We will wait here another week now. If ye do remember more, it may save us from riding about blindly whilst there. I grow weary of that game."

Diarmot suddenly tensed. "I think I had been reading my wife's journals. The memory isnae clear to me as to when I was doing it, but since one of those still-shadowed memories comes right after this clearer one, it may be that I found some clue there. Jesu, but I dinnae wish to look at them again." He held up his hand to halt the words Sigimor was ready to utter. "I must. I ken it."

"Are they that bad?" asked Nanty.

"There arenae pleasant reading," replied Diarmot. "Tis probably for the best that I didnae discover them until after I had suffered through several accidents that, e'en then, I thought might be attempts upon my life. Despite kenning they might hold important clues, the urge to hurl them into the fire was almost too strong to resist." He finished his ale and stood up. "I believe I will begin now. Viewing a hanging has probably put me in the proper mood." He strode out of the great hall and hurried toward his ledger room where he kept the journals.

"Tait?" Sigimor said as soon as Diarmot was gone.

"Aye?" Tait glanced at his brother, then returned his attention to spreading a thick layer of dark honey on a piece of bread.

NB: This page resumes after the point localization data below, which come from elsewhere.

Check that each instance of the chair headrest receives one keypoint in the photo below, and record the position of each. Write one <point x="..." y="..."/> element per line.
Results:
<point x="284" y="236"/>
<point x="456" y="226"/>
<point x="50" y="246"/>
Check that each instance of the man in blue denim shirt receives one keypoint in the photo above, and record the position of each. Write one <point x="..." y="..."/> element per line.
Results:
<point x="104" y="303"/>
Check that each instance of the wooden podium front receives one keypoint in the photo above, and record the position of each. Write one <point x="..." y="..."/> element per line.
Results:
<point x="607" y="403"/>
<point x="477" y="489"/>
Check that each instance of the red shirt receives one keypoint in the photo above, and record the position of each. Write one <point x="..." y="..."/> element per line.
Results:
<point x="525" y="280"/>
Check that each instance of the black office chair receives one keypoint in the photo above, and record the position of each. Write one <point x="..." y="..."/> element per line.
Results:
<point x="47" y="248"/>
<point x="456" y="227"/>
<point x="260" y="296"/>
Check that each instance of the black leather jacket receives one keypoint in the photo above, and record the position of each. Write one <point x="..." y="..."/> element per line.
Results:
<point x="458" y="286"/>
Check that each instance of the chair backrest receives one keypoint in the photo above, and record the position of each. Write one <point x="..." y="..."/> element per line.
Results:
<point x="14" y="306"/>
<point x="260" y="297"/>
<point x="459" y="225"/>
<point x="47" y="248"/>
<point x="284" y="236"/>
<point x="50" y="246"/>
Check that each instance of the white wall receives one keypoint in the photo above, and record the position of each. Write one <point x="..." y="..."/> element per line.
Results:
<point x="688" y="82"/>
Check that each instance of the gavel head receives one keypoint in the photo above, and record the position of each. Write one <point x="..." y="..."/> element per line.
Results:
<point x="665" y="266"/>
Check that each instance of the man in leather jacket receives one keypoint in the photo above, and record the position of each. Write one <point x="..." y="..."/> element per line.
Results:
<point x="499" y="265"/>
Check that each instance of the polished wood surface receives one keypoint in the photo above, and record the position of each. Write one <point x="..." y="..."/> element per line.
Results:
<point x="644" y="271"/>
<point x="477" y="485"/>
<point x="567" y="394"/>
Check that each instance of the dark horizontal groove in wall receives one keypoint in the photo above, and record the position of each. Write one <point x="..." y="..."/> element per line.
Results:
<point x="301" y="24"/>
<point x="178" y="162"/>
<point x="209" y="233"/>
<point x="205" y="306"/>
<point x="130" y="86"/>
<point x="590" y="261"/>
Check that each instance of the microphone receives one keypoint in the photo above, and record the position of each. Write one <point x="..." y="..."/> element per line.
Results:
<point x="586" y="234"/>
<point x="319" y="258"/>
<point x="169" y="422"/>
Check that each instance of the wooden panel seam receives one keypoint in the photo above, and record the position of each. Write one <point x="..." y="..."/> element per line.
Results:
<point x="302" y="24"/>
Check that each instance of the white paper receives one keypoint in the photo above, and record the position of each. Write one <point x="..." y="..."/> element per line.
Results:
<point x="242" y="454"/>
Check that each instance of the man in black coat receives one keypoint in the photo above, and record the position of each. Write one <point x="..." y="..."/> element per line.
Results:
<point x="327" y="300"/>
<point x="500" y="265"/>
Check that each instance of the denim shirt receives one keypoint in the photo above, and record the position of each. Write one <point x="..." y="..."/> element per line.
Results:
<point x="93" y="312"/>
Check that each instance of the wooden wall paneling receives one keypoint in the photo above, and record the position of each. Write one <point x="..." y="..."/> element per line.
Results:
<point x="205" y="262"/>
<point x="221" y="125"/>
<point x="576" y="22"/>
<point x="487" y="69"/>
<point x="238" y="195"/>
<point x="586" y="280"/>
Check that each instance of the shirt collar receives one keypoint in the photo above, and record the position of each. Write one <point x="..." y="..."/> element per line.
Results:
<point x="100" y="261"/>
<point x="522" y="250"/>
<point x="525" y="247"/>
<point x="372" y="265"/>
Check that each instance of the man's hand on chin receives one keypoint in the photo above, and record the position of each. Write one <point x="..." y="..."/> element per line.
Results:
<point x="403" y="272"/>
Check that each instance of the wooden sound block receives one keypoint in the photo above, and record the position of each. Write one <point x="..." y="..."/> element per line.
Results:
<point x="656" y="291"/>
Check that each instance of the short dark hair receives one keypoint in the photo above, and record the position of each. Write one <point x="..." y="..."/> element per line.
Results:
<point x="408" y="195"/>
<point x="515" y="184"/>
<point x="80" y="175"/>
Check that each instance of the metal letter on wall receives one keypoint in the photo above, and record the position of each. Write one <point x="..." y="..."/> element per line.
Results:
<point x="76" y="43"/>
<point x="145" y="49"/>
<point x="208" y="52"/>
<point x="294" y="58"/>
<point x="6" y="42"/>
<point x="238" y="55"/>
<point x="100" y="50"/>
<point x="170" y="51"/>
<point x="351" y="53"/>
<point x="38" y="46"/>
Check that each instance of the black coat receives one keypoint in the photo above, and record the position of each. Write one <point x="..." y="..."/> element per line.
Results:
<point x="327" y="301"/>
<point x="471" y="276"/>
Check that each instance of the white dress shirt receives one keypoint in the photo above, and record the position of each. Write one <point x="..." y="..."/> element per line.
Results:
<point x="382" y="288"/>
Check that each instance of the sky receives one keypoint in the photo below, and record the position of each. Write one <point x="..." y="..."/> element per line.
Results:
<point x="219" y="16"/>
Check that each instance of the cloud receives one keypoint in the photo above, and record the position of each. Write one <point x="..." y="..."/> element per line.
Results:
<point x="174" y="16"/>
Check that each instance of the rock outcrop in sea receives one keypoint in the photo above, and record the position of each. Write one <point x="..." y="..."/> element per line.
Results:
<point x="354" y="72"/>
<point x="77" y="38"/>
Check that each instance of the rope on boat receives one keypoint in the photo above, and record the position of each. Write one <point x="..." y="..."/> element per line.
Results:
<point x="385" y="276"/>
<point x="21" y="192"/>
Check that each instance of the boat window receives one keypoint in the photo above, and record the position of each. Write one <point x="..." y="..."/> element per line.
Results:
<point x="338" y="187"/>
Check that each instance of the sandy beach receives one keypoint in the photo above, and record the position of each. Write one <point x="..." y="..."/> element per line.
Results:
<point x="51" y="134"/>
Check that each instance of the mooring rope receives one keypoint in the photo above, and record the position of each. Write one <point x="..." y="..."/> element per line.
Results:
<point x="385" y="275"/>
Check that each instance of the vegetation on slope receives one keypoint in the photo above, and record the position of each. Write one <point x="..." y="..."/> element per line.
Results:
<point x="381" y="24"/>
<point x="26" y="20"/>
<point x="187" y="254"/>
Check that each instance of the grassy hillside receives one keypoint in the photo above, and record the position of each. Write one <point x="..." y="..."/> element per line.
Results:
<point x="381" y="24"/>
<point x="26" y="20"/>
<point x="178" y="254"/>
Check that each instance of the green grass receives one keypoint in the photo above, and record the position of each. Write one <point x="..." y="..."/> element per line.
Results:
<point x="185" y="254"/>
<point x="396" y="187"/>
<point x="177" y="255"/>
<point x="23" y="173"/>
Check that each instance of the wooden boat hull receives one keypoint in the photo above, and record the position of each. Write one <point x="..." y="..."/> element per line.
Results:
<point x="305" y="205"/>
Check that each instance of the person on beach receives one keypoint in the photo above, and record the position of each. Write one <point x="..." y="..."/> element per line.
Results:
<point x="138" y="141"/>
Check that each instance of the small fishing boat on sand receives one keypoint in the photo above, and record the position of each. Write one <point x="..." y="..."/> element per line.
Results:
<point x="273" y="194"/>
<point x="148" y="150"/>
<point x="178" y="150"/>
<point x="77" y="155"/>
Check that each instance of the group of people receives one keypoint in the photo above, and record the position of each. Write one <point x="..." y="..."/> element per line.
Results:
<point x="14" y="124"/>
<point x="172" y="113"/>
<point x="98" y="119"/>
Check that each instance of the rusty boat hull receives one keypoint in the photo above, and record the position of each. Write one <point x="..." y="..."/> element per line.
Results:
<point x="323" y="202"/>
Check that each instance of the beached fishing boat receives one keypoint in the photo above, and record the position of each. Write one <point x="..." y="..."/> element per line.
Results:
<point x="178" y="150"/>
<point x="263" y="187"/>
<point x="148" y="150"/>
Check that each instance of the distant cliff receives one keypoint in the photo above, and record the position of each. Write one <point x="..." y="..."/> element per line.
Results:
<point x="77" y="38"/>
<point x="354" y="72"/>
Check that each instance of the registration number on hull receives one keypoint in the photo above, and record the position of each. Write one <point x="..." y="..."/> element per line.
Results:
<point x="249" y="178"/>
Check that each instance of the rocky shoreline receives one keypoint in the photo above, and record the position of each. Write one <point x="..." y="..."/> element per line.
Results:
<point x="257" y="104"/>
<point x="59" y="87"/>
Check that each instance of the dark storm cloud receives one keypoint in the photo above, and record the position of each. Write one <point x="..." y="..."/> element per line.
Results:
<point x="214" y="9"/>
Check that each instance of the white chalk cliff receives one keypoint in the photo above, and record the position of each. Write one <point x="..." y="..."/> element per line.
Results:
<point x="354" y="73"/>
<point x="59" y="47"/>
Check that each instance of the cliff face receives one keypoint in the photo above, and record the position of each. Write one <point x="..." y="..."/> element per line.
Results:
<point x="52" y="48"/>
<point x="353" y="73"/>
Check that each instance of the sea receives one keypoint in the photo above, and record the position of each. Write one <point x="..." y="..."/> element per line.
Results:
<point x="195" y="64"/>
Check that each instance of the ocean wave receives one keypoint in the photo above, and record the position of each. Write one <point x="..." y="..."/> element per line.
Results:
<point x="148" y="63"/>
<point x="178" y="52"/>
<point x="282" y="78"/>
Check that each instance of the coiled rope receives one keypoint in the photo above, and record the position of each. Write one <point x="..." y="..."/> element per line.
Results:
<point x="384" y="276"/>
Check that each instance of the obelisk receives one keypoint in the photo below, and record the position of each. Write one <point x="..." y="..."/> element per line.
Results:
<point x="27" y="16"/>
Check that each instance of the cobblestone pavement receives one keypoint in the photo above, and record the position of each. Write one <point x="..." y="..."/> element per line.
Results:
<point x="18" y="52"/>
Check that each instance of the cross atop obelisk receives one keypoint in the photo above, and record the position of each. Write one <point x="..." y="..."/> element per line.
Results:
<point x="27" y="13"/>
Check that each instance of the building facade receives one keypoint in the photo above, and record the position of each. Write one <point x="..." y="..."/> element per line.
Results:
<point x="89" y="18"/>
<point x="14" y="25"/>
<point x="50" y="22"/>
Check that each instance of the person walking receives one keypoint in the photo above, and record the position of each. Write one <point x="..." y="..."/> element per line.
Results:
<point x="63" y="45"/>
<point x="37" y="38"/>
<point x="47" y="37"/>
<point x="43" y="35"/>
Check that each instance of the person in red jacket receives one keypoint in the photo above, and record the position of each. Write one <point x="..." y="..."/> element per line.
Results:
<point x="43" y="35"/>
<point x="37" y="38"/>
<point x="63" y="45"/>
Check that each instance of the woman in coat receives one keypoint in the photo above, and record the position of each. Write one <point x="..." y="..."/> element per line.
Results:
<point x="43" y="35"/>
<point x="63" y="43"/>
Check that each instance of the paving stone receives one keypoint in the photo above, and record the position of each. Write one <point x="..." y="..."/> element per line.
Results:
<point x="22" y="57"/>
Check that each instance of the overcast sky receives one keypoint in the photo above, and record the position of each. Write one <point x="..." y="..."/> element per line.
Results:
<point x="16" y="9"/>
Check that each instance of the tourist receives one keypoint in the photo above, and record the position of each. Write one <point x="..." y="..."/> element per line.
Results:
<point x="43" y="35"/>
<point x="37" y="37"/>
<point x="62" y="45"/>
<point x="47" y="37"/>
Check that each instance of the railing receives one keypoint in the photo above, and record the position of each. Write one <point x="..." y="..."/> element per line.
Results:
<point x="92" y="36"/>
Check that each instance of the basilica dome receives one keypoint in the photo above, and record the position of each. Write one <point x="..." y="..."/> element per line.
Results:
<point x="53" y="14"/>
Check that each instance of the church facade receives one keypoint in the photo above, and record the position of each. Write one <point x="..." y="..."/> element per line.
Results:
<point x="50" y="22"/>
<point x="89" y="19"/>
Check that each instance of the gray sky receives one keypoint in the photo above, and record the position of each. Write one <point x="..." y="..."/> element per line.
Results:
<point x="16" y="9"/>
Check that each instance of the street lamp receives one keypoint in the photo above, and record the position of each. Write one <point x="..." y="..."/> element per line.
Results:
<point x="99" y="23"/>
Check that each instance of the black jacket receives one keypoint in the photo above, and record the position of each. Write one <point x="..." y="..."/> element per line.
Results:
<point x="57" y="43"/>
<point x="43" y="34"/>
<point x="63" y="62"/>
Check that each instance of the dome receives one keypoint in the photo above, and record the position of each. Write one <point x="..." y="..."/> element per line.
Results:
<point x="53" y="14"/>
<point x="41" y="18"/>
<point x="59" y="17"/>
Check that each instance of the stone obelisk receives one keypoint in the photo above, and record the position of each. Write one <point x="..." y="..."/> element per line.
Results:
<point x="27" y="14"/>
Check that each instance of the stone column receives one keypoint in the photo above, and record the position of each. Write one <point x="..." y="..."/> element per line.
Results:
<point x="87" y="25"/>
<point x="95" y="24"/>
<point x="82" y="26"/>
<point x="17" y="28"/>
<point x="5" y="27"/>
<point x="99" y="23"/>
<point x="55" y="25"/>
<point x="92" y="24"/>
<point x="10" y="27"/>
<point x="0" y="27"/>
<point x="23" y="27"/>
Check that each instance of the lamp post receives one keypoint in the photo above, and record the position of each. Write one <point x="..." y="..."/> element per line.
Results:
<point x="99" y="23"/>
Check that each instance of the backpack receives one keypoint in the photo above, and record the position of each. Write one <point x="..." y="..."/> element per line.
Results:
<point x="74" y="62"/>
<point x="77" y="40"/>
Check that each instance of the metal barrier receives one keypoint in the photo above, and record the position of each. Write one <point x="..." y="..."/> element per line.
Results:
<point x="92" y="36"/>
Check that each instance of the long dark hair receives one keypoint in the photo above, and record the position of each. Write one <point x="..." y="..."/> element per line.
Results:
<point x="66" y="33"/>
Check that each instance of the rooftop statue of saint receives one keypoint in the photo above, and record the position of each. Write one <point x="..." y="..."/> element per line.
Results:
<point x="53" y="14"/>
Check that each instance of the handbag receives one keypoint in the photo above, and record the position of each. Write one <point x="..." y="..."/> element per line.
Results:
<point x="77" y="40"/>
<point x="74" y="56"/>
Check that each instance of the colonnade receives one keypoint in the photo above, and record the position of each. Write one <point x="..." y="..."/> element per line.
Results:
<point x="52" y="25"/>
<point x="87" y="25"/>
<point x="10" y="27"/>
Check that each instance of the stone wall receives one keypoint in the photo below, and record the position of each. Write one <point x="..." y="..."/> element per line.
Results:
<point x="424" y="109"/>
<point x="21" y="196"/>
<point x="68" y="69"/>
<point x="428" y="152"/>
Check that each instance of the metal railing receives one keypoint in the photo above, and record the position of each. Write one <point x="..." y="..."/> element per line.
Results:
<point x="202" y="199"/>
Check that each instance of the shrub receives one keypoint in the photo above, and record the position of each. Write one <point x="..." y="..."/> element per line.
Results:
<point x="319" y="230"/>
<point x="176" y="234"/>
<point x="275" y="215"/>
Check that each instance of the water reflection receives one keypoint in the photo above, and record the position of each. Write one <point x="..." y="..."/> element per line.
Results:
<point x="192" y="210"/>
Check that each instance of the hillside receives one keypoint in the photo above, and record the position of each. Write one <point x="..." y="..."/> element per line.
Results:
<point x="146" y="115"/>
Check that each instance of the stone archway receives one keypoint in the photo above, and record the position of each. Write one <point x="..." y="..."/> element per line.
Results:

"If I e'er cast my eye upon a woman who seems to be e'en faintly akin to Lady Anabelle, I give ye leave to beat some sense into me."

"Twill be my pleasure."



Diarmot groaned, slumped in his seat, and rubbed his hands over his face. He had been studying Anabelle's writings for most of the day, taking a respite only when something else required his attention. Although reluctant to do so, he had returned to the chore soon after the evening meal. Now he felt only sickened by it all, sickened by Anabelle, and sickened by the fact that he could have been so blinded by her beauty when he married her. Worse, it was beginning to look as if he had suffered for naught for he had found nothing.

He had realized a few things about his late wife that he had not seen in the first readings he had done, when his mind and his heart had been clouded by anger and hurt. Anabelle had loathed men. She had seen them as sad, pathetic brutes who could be led around by their privates. The way she wrote about the far-too-numerous sexual romps she had indulged in made them all sound like some battle with her as the victor. In some ways, she sounded akin to the worst of callous seducers, men who used women and found satisfaction in the number of women they could lure into their beds, more than in the women themselves.

The reason he had gone to Dubhleidland, to that area, was in these writings.

Diarmot could not shake the feeling despite the fact that all he had gained so far was a painful headache. That was not quite true, he mused, as he stared at the journals. He had discovered one thing, something that mattered only to him.

It did not hurt anymore.

Anabelle was gone from his heart, her grip on his mind and pride broken. When he read her words, it was as if he read about a stranger. In most ways, she had been a stranger to him. The Anabelle he had married had been only a chimera created by a mind besotted by her beauty and drunk with lust. The scorn she had heaped upon him in her writings no longer stung for he realized it was no more than the scorn she felt for all men. She had not known him any better than he had known her.